Google definitely biased…
Chris via Digitalmars-d
digitalmars-d at puremagic.com
Tue Aug 12 06:35:01 PDT 2014
On Tuesday, 12 August 2014 at 13:12:46 UTC, Russel Winder via
Digitalmars-d wrote:
> On Tue, 2014-08-12 at 09:57 +0000, Chris via Digitalmars-d
> wrote:
> […]
>> Try duckduckgo.com. I typed "dlang vs golang". Then do the
>> same in google. The results are worlds apart!
>
> Indeed, but the Duck Duck Go indexing is not yet anywhere near
> as good
> as Google, though I use it a lot.
>
>> What happens, if one day Google says that they will abandon
>> Go, cos it didn't bring the desired results?

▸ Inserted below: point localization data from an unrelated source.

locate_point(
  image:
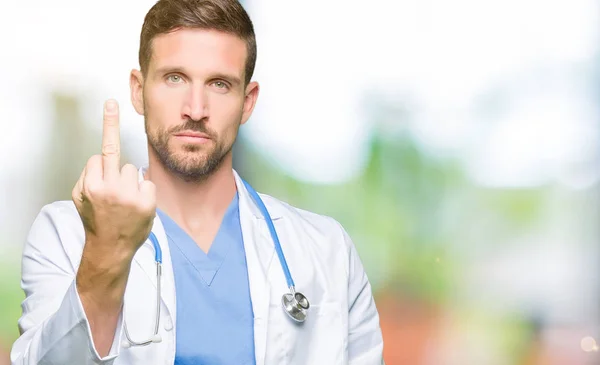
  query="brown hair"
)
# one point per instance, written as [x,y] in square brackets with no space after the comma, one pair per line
[222,15]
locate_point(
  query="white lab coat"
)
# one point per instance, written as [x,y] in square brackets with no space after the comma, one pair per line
[342,325]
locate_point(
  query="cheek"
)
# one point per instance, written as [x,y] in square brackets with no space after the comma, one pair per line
[161,106]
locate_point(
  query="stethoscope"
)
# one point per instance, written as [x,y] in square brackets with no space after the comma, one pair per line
[294,303]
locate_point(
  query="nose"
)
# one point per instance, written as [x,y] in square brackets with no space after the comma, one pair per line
[195,106]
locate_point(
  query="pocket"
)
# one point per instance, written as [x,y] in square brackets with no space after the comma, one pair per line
[318,340]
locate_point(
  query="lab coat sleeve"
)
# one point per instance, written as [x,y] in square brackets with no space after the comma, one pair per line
[53,325]
[365,341]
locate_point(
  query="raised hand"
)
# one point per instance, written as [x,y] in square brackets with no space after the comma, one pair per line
[117,211]
[117,214]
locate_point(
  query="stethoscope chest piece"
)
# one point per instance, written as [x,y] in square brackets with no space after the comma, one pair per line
[295,305]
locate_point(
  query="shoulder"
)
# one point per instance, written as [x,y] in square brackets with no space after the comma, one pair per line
[57,225]
[321,228]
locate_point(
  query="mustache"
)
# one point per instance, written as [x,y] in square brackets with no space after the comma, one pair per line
[193,125]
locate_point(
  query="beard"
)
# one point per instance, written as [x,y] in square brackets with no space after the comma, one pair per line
[193,165]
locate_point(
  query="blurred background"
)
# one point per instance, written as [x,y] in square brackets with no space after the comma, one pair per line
[458,142]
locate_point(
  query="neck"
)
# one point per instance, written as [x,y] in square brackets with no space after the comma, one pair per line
[193,205]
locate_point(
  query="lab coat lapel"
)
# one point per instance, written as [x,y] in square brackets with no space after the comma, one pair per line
[259,255]
[144,259]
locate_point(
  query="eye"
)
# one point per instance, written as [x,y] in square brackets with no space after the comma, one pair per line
[174,79]
[220,84]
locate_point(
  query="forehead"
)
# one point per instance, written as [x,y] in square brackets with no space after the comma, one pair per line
[199,50]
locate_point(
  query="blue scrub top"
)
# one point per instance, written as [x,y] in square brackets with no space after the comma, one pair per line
[215,321]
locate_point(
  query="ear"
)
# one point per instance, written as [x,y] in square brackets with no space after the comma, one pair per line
[136,86]
[250,100]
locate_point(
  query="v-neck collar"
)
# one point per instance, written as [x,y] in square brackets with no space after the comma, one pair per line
[206,264]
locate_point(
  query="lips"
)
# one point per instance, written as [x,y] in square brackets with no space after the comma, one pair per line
[191,134]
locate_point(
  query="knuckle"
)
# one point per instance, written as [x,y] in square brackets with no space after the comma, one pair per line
[110,149]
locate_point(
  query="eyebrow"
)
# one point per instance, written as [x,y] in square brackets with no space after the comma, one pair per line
[219,75]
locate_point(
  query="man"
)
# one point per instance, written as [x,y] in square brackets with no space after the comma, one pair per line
[89,271]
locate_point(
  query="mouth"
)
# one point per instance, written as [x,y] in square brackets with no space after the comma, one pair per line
[192,137]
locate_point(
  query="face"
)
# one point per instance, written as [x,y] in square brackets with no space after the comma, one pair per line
[194,100]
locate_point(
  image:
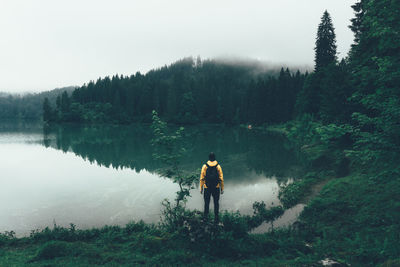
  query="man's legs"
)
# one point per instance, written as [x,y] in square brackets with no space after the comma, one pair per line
[215,194]
[207,196]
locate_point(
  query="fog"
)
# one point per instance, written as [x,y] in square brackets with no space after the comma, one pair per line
[47,44]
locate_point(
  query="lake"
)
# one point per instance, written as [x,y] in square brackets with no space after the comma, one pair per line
[98,175]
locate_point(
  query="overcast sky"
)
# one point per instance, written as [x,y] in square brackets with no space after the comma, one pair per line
[46,44]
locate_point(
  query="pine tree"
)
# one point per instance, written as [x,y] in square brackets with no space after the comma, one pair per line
[47,110]
[325,49]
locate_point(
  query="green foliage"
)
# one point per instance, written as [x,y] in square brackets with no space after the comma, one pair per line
[169,151]
[187,93]
[325,45]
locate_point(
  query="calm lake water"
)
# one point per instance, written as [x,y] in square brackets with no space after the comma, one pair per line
[97,175]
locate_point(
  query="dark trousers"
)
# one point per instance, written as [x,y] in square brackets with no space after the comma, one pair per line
[208,192]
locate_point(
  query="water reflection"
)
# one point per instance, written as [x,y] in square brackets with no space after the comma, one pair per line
[44,177]
[240,151]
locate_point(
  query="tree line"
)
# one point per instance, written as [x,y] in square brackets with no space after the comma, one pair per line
[188,91]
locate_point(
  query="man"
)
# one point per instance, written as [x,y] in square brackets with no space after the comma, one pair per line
[212,181]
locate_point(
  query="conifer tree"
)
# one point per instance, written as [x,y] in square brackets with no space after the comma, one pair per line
[47,110]
[325,45]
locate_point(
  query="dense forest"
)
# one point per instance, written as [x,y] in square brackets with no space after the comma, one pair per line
[188,91]
[346,114]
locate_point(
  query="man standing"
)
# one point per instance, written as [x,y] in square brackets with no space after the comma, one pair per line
[212,180]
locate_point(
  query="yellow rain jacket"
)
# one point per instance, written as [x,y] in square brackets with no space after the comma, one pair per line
[203,175]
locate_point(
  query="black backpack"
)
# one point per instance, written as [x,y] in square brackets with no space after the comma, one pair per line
[212,176]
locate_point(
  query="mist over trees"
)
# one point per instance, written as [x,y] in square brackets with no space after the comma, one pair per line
[27,106]
[188,91]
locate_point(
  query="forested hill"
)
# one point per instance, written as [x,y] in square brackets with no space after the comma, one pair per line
[187,91]
[27,106]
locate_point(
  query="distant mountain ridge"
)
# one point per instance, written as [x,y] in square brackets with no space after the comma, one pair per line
[29,105]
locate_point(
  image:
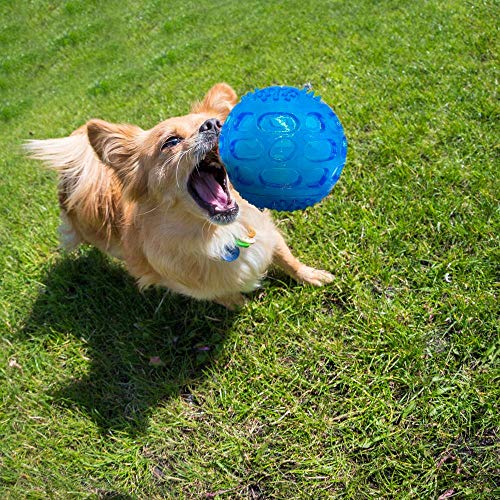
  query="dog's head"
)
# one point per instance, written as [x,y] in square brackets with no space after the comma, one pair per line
[175,162]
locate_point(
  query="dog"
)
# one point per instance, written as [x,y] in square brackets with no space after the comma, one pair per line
[161,201]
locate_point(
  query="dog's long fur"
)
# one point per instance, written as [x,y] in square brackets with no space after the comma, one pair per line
[122,190]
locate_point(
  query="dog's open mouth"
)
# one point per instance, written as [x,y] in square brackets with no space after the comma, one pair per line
[208,185]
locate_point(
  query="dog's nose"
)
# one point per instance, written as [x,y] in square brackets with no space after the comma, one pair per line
[212,124]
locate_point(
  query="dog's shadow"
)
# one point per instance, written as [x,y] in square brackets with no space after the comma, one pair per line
[137,349]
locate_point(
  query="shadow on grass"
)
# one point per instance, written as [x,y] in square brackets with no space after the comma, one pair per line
[141,348]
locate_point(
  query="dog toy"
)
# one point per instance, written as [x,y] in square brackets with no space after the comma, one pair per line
[283,148]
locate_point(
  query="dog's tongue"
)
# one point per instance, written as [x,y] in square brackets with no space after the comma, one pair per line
[211,191]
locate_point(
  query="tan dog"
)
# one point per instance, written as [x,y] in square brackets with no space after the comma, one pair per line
[161,200]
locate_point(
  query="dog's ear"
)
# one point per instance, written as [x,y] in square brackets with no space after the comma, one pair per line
[117,146]
[220,100]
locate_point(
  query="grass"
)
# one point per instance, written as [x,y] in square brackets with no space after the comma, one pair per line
[384,384]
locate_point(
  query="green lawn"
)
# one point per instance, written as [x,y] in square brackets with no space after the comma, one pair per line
[384,384]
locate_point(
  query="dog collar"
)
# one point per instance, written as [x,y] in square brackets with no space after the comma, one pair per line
[233,251]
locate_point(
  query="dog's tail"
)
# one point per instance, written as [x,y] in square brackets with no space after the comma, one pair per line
[87,187]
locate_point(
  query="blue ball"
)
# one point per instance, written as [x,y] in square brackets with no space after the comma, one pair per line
[283,148]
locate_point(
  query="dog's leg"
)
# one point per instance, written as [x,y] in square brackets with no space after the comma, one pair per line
[68,235]
[284,259]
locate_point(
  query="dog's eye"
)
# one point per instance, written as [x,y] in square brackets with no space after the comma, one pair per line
[170,142]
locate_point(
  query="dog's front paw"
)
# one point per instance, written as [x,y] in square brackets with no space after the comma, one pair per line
[316,277]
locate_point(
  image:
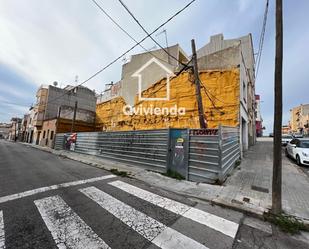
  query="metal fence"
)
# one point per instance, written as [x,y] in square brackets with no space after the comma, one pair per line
[59,141]
[146,148]
[201,155]
[212,153]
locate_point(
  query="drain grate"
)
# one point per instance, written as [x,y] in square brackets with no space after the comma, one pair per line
[259,189]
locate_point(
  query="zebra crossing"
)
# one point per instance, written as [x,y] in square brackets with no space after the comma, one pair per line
[68,228]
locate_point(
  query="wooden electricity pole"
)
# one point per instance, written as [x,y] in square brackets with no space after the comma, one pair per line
[74,117]
[277,157]
[198,87]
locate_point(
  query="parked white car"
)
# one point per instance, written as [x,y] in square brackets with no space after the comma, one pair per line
[286,139]
[298,149]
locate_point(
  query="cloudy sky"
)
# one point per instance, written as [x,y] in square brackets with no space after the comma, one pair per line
[42,41]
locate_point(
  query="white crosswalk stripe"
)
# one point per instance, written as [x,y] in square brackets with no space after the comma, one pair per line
[151,229]
[2,235]
[69,230]
[52,187]
[215,222]
[66,227]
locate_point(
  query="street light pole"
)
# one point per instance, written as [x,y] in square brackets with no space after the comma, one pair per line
[277,156]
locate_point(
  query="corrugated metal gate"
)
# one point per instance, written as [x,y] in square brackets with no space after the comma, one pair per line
[59,141]
[202,155]
[212,153]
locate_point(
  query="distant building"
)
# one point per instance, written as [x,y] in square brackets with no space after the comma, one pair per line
[227,69]
[258,120]
[285,129]
[54,111]
[225,54]
[15,129]
[4,130]
[299,120]
[127,87]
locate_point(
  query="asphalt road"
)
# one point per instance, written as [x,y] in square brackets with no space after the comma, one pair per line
[51,202]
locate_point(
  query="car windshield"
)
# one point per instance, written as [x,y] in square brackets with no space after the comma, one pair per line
[304,144]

Just like
>> companies tend to abandon languages and frameworks at random.
>> Remember Google translate? Java Swing is to be replaced by
>> JavaFX. Now Objective-C is becoming obsolete. There are loads
>> of examples. People flock to technologies backed by big
>> companies, because they think it's safer to do so. But again
>> and again, companies just drop technologies as they see fit.
>> Open source has been more reliable. Most frameworks still
>> exist (think of all the Linux stuff).
>
> I think this is a somewhat unfair characterization of the
> history and
> the corporate motivations.
Corporate motivations: 1. money, money, money 2. dependent
customers 3. control
> Java Swing needed to go. JavaFX is a reasonable technology to
> replace
> it. Disclaimer, I am involved with GroovyFX.
>
> Objective-C is not becoming obsolete, it is just being
> superceded in the
> Apple walled garden.
"superseded" is just a nice euphemism for "obsolete". There is
not much Objective-C outside the Apple garden. Twas OS X and iOS
that made it popular. A lot of work and effort on the side of app
developers can now be binned, sooner or later. Now they have to
learn a new language. Funnily enough, when people reject D they
say "why should I learn a new language, I already know C# / C++".

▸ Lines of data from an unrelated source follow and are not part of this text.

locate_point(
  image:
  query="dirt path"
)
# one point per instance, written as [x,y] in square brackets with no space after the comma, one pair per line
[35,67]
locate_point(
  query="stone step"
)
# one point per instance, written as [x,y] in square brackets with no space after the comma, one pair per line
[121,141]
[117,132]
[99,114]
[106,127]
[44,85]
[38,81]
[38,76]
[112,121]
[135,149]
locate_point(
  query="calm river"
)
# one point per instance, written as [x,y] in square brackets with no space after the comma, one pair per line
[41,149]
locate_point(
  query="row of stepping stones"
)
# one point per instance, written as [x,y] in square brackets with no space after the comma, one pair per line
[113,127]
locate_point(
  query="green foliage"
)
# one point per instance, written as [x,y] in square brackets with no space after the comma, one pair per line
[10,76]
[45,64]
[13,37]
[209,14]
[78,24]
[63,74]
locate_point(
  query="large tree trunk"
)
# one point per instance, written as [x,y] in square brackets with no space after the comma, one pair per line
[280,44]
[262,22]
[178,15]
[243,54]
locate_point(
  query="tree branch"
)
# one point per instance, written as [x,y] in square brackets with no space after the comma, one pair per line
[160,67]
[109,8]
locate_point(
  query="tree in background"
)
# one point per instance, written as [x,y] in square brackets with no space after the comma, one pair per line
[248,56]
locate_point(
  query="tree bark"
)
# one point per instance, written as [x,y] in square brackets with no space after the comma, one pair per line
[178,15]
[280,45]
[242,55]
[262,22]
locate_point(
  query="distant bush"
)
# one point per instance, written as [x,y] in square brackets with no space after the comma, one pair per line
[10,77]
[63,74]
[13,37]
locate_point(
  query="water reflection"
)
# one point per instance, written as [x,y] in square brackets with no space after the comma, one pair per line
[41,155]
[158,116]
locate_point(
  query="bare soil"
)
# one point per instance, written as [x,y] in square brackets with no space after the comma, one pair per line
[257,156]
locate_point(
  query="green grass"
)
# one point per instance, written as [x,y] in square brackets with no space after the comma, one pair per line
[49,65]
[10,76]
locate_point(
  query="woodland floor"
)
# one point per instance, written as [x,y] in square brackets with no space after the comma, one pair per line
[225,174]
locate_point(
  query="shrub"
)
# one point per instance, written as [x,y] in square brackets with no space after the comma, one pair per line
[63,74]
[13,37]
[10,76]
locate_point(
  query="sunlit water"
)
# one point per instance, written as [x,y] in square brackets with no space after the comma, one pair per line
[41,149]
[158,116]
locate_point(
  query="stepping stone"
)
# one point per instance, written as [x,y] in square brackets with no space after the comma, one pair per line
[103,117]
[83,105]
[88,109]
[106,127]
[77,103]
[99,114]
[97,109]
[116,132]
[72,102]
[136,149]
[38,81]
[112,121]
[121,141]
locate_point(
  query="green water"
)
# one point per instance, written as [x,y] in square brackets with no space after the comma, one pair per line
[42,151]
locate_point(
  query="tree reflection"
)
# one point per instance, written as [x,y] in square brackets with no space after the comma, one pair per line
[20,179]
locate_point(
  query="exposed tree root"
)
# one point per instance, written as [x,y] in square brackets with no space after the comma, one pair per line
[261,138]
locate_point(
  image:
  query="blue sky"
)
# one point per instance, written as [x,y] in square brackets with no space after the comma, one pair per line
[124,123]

Now they have to by decree from Apple, and people are fine with
it, because it's being sold as _the ultimate new and modern
language_. That's why I don't want to be locked in by any
proprietary software any more.
> If Google dropped Go tomorrow, there would be immediate backing
> for new
> management of a fork.
Sure, and we would have Go+, GNUGo, FreeGo (discontinued) and
whatnot, each having a different philosophy. There would be flame
wars on the internet and nobody would know which kind of Go to
use.
> It is true that Go is currently, effectively, a
> proprietary language, but the repository is open, it is just
> that the
> committers to the mainline are all Google employees.